Lest I forget—I probably will—these honorable mentions: Invasion, Swagger, Black Bird, Shrinking, Little Voice, Little America, and Dear Edward. None of these titles immediately jump out at me or sound more interesting than the other. Even something as direct and on-the-nose as Shrinking, which is about a shrink, could use a little more pizazz, given there’s about a million therapists on television.

Of course, a show’s name has no bearing on its quality, or whatever Shakespeare said. But it’s a crucial part of marketing, especially word-of-mouth. How am I supposed to convince other people to watch a show I like, such as Surface, if I can’t even remember what it’s called? And if, by a miracle, I name it off the top of my head, how are they supposed to remember it?

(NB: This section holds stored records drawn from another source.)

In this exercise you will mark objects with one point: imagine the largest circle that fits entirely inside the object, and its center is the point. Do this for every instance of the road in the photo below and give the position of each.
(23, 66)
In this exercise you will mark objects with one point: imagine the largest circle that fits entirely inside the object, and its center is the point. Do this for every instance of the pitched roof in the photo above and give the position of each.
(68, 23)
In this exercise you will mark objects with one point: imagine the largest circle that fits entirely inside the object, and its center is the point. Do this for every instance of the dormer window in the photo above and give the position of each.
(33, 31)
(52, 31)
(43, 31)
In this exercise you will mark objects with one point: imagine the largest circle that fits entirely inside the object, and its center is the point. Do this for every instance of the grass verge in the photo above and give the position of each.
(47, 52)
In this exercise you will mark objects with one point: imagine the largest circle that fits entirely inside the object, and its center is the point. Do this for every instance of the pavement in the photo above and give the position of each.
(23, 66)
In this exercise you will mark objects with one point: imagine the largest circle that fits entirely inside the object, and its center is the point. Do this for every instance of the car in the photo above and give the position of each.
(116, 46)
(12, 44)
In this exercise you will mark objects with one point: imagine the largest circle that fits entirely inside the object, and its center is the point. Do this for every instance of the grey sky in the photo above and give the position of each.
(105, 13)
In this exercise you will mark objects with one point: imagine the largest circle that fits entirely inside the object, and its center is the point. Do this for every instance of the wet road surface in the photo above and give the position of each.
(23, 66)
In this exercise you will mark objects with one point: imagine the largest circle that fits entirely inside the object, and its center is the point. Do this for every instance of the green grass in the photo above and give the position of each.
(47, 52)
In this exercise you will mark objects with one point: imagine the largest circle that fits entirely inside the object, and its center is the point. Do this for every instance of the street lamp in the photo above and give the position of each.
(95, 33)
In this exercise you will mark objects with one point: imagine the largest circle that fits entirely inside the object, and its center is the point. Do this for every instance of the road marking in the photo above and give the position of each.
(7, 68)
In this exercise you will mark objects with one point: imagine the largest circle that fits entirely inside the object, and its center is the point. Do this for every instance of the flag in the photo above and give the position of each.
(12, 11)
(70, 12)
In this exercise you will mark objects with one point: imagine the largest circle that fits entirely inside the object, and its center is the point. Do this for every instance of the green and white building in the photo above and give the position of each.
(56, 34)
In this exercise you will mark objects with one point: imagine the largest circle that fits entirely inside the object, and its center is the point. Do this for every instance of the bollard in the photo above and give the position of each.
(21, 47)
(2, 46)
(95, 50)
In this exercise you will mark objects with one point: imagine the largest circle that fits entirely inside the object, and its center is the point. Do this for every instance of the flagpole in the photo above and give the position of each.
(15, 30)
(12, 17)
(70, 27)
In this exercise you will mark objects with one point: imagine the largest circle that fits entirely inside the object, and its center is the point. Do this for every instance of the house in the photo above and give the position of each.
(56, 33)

I know that I’m basically screaming into an abyss. No billion-dollar corporation needs my help or cares about my silly little complaints. Shows become lost to the cultural conversation for a number of reasons. But it doesn’t help if you’re releasing shows with boring-ass titles like Foundation.

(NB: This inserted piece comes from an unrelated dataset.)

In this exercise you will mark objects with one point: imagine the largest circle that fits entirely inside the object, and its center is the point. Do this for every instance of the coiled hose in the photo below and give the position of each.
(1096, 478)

Admittedly, this rant is entirely self-interested as two of my favorite actors du jour (and precious babygirls) Austin Butler and Barry Keoghan are starring in an upcoming AppleTV+ miniseries called Masters of the Air. Masters of Sex? I’m in! Masters of…. the Air? Sure, I guess?

On the other hand, one of the most talked about movies out now is simply called Air. And who can forget the theatrical moment that was Plane. So maybe I have nothing to worry about after all.